When invoked, this skill should announce its scope through Port Daddy:

```bash
pd note "Drafting expository piece: <topic>. Voice tells targeted: [list]. Verifiers covered: [list]. Estimated length: <words>."
pd session files add docs/concepts/<piece>.md
```

After the draft, leave a result note:

```bash
pd note "Result: expository piece on <topic>, <words> words, <analogies> analogies, <sidenotes> sidenotes. Voice scan: clean. Worked-example fact-check: passed. File: docs/concepts/<piece>.md."
```

## A final note on excitement

The voice is excited about the *machinery* — that's a real instruction, not a hedge. Formal verification is genuinely thrilling: the moment a `.pv` file closes and ProVerif emits a proof tree, you have something rare in software — a property that holds for *all* inputs within the model, not just the ones you remembered to test. Say so. Excitement comes through specificity, not exclamation. The sentence "the proof closes in 47 seconds across 2,341 reachable states and emits a 12-line invariant table" is more exciting than "the verifier is incredibly powerful," because the first sentence shows the reader something they didn't know and the second one demands a feeling on faith.

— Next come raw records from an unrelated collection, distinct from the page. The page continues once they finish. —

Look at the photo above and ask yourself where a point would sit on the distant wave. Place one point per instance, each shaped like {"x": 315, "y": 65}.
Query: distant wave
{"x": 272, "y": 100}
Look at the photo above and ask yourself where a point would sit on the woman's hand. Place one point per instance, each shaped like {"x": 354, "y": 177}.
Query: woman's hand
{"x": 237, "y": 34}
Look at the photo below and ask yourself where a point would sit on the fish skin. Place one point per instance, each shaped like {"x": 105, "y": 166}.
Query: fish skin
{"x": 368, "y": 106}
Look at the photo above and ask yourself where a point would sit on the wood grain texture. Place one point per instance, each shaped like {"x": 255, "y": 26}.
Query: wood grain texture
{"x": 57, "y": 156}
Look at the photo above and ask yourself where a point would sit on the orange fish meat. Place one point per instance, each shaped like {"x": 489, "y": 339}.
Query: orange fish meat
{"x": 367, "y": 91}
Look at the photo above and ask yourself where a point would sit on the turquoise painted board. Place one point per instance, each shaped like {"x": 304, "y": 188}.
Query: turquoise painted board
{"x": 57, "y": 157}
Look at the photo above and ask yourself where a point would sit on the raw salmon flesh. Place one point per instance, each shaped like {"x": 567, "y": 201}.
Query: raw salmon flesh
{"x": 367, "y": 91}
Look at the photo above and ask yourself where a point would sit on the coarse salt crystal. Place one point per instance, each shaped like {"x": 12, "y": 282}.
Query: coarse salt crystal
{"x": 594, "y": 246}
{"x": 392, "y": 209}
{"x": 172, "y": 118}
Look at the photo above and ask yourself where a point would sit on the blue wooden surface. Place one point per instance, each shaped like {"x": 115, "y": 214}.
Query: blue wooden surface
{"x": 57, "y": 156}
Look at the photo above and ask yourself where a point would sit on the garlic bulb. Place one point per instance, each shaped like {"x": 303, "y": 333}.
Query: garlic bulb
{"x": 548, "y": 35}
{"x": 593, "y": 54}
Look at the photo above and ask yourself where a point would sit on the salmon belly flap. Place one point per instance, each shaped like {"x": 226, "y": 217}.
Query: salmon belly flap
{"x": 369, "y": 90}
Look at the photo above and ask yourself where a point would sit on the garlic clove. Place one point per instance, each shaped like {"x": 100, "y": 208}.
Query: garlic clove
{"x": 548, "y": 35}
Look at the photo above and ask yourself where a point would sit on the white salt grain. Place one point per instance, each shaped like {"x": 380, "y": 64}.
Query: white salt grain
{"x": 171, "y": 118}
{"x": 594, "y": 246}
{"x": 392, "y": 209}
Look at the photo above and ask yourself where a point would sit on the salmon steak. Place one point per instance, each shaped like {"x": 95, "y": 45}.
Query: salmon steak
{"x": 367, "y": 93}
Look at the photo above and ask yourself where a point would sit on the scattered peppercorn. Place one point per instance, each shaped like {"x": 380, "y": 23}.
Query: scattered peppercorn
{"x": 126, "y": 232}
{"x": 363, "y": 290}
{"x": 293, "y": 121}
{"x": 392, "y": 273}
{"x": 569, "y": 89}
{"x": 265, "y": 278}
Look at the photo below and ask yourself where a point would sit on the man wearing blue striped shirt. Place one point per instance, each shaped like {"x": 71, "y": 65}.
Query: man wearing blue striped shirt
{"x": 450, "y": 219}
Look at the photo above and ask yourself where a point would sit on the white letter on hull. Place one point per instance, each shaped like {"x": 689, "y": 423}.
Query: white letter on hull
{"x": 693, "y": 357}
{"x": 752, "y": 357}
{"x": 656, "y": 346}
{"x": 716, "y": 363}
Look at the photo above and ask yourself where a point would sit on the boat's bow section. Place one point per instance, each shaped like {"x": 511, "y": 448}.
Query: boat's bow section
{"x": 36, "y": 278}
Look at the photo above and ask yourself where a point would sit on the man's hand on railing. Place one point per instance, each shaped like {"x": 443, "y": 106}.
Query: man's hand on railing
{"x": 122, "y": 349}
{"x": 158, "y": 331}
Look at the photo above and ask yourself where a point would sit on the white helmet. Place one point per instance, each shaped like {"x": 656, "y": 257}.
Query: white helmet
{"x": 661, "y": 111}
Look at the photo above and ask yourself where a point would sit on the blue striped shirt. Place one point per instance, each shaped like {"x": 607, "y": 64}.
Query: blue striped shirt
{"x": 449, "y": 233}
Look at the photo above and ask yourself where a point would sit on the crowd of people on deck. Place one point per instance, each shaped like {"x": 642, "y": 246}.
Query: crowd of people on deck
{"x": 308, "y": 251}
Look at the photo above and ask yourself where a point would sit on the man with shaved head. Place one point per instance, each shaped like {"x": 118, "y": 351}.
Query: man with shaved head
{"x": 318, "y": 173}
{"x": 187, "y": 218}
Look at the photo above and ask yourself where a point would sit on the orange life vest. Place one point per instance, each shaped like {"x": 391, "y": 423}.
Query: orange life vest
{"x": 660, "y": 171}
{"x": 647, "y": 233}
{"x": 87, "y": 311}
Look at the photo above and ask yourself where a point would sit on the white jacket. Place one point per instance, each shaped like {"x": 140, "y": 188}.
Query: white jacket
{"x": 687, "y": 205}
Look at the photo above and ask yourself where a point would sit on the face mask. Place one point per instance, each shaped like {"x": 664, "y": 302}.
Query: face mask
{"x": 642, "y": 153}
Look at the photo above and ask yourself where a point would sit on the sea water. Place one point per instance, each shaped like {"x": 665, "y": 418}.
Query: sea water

When you find a real connection — a verifier that turns out to compose with another in a non-obvious way (the way Tamarin counterexamples seed Hypothesis tests; the way Kani bounds become AFL corpus seeds) — that's where the voice lights up. Show the connection. Let the reader feel the click.

The political-theory professor made that reader love game theory by *showing them the click*. Do the same thing, in code.